Lock Up The Guards



 

 http://www.presstelegram.com/Stories/0,1413,204~21479~1898159,00.html# 

Long Beach Press Telegram
 

Lock up the guards
Corruption and brutality must be rooted from state prison system. 
 

Saturday, January 17, 2004 - Recall the LAPD's Rampart scandal, where anti-gang police officers formed gangs of their own, brutalized suspects, broke every rule in the book and maintained a code of silence while supervisors deliberately looked the other way. 

Now think of the California penal system as one big Rampart. 

That's the grim picture painted by a federal investigator and prison expert assigned to investigate the California Department of Corrections. 

The damning report by Special Master John Hagar alleges widespread corruption and brutality among prison guards, orchestrated cover- ups by top-ranking administrators, and describes efforts by the state's powerful prison guards union to protect rogue guards and interferes in department operations. 

As Hagar describes it, prison guards often form gang-like subcultures and make deals with prison gangs, routinely abuse inmates and stage fights and attacks, while administrators subvert criminal investigations under pressure from the union. The system protects corrupt guards from prosecution, he says, turns good officers bad, and has "lost control" of its ability to investigate and discipline correctional officers. And a near-universal "code of silence" has hampered investigation efforts, Hagar alleges. 

Former prison director Edward Alameida, who resigned last month, and deputy chief Thomas Moore are accused of impeding and shutting down a series of investigations that began in 2002 after two guards at the Pelican Bay prison were convicted of beating inmates and arranging an inmate's stabbing. The convictions came amid allegations of systematic beatings and other problems at Pelican Bay. 

Alameida, Hagar's report says, had evidence from federal prosecutors that three guards lied under oath during the trial, yet investigations were not pursued. In another case cited in the report, an officer was cleared internally on charges that he illegally shot and wounded an inmate, despite "compelling evidence," but was later convicted in federal court. 

Furthermore, Alameida and Moore should be charged with criminal perjury and contempt, Hagar recommends, for allegedly lying in federal court. 

Hagar is especially critical of what he calls a pervasive and damaging influence of the California Correctional Peace Officers Association, one of the state's most powerful unions and a top campaign contributor to former governors Pete Wilson and Gray Davis, who took $1.4 million from the union in his first term alone.
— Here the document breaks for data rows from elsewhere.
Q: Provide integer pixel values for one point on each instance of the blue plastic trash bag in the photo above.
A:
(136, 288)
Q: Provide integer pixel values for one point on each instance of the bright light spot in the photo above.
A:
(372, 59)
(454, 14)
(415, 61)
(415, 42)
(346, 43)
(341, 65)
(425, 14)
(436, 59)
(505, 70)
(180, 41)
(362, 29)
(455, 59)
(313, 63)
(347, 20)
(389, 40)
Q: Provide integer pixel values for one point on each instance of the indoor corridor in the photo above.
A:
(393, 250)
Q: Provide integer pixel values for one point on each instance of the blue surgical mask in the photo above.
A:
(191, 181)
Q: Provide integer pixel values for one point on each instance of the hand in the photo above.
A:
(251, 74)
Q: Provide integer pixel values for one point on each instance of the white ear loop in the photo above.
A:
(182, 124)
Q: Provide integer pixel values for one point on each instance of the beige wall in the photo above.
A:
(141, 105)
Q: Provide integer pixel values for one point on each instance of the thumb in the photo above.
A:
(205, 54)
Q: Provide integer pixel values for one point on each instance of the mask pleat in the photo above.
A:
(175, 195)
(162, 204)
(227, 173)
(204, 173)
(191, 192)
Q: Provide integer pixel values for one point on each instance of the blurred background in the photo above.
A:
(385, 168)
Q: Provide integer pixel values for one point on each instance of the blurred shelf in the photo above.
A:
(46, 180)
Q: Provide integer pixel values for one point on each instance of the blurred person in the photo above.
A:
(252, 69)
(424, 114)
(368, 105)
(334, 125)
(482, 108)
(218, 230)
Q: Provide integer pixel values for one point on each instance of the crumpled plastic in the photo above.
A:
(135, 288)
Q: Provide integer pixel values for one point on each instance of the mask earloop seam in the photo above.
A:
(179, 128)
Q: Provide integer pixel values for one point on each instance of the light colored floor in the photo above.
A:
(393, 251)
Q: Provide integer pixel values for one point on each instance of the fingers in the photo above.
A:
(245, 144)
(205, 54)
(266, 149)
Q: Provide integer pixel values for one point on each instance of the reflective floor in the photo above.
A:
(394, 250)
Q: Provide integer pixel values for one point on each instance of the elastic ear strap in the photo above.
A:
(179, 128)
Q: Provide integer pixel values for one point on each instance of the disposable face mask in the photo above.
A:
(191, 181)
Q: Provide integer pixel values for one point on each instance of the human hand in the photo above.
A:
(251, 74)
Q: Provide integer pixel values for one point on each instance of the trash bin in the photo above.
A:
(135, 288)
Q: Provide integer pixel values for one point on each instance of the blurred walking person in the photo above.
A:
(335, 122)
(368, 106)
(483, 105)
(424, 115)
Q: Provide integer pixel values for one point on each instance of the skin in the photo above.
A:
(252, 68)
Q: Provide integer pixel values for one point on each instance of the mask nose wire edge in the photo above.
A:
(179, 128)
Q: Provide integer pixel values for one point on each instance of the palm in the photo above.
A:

The union has "disrupted" numerous criminal and administrative investigations at Pelican Bay during the past 10 years, Hagar alleges. The union is denying it. 

These charges deserve immediate attention. State senators Jackie Speier and Gloria Romero are to begin hearings next week into the allegations of abuse and cover-up. That's a start. The situation also calls for a wider federal probe that must leave no stone unturned: Criminal officers must be brought to justice, corrupt administrators must be fired, the entire system must be fixed. 

Just as the Rampart scandal initiated a fundamental shake- up in the LAPD, this scandalous report must do the same for California's prison system.